NCAR / ccpp-physics

GFS physics for CCPP
Other
56 stars 145 forks source link

Allow multiple instances of CCPP physics in single executable for ensemble DA #999

Closed michalakes closed 4 months ago

michalakes commented 1 year ago

Description

In order to have an ensemble of model instances in a JEDI executable, we need for packages the model relies on to be “stateless” – meaning that the data for an instances are not heap-allocated but rather passed in as arguments or part of an allocated instance of a type.

In the version of CCPP we’re using (I think it’s v6), there’s a module named GFS_container that defines GFS_control, GFS_data and GFS_interstitial as module data:

    !-------------------------------------------------------!
    !  GFS data containers, GFS_Data has dimension nblocks  !
    !  and GFS_Interstitial has dimension nthreads          !
    !-------------------------------------------------------!
    type(GFS_control_type),                                    save, target :: GFS_control
    type(GFS_data_type),          dimension(:),   allocatable, save, target :: GFS_data
    type(GFS_interstitial_type),  dimension(:),   allocatable, save, target :: GFS_interstitial

The dimensions of GFS_data and GFS_interstitial are nthrdsX, which one assumes are for threading and not intended to support multiple instances of these data structures. Are the CCPP developers considering any different ways of defining these so that multiple separate instances of CCPP physics can be supported within an ensemble executable?

Solution

One idea would be to add an "instance" dimension to these arrays, if CCPP could include a way of indexing which instance was intended. Or the arrays could be part of an array of ccpp_t instances.

michalakes commented 1 year ago

I have looked at how CCPP is implemented in the UFS medium-range weather app, ufs-mrweather-app, and as far as I can tell UFS is doing the same thing as our driver in NEPTUNE: namely, defining the GFS_control/_data/_interstitial structures statically as allocatable arrays in module data. The UFS definitions even have “save” attributes. I can’t see how this could work for multiple instances of CCPP physics working as part of an ensemble.

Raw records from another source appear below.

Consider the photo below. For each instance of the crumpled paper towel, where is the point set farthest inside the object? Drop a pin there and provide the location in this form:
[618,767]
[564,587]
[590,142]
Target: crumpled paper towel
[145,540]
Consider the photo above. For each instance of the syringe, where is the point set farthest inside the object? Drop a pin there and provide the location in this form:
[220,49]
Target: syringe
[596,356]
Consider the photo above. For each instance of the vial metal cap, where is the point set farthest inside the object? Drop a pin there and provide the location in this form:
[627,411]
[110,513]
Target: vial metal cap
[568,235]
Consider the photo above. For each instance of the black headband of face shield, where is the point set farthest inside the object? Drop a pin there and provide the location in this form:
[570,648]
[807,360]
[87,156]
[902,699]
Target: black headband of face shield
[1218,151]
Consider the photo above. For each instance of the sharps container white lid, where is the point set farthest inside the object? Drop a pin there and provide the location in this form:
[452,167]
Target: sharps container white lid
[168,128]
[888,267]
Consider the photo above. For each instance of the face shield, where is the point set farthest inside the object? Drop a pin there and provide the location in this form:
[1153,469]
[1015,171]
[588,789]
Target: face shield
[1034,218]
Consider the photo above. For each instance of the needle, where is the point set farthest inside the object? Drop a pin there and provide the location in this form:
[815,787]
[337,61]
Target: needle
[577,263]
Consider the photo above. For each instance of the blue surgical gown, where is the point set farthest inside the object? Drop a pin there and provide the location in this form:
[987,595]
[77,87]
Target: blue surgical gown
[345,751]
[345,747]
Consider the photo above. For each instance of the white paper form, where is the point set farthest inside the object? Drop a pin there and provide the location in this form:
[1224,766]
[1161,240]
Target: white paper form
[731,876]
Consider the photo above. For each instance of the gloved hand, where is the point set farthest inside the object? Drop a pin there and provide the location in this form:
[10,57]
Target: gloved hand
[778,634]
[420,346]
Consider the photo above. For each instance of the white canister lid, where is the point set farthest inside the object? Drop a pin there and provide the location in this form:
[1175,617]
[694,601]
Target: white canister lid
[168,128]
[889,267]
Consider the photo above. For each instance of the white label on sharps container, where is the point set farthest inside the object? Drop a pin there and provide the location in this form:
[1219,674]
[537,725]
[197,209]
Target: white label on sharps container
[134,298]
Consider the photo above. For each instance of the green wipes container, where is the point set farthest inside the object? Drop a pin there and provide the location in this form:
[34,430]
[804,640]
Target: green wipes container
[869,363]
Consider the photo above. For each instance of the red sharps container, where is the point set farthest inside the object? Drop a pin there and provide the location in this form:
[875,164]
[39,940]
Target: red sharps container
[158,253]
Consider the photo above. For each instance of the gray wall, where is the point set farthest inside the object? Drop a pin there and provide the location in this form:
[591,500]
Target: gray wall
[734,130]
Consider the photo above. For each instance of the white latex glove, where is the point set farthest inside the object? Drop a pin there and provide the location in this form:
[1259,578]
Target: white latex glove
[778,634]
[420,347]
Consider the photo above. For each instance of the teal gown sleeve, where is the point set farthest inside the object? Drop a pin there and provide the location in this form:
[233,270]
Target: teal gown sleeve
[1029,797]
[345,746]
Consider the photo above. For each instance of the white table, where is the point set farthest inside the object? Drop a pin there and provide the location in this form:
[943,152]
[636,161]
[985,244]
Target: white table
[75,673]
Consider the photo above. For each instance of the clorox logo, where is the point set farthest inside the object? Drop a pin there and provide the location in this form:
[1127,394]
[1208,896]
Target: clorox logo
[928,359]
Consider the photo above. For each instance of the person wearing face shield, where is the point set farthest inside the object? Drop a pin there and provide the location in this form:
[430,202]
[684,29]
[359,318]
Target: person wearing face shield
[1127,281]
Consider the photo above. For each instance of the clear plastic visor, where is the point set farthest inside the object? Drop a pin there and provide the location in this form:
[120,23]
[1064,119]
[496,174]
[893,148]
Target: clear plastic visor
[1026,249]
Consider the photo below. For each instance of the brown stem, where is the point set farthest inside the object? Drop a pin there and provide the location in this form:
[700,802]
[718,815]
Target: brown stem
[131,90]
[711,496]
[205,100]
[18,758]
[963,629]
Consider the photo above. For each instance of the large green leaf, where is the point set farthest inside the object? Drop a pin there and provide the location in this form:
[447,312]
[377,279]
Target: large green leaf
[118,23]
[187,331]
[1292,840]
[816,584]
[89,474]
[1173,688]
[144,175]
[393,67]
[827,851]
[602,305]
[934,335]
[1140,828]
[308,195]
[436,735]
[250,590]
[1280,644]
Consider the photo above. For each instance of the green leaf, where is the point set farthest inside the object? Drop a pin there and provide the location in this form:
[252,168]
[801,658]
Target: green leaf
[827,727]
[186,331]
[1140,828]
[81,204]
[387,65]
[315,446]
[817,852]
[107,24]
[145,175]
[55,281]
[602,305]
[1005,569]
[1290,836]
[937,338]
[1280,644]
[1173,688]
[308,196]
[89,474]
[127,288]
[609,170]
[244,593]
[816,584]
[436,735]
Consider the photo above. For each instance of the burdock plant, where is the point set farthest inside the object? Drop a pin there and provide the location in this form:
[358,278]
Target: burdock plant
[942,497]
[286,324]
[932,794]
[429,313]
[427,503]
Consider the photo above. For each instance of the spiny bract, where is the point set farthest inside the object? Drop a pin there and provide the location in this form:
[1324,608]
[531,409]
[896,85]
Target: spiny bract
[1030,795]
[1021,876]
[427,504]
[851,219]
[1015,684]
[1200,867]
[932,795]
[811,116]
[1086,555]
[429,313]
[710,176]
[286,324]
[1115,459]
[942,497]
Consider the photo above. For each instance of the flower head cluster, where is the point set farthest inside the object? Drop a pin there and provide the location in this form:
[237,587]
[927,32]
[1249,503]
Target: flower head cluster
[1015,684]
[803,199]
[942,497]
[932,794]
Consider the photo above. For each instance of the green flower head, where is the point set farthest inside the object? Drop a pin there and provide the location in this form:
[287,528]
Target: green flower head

grantfirl commented 1 year ago

I'll post my email response to John here for posterity:

If I'm understanding correctly (a bold assumption!), I don't think that there is anything in the CCPP that requires hosts to have a specific memory management structure. The organization of variables into arrays of DDTs with dimensions of nthreads and/or nblocks is entirely up to the hosts and as long as the cap generator knows how to reference the data from the host that it needs to pass into various schemes, everything works OK. In the NOAA-based models, this is facilitated through specifying how to reference variables in the TYPEDEFS_NEW_METADATA section of the ccpp_prebuild_config.py file. It's possible that what is implemented in the cap generation is not sufficient for an ensemble of Neptune instances, but it should be possible to augment the cap generation such that the right data is passed if so.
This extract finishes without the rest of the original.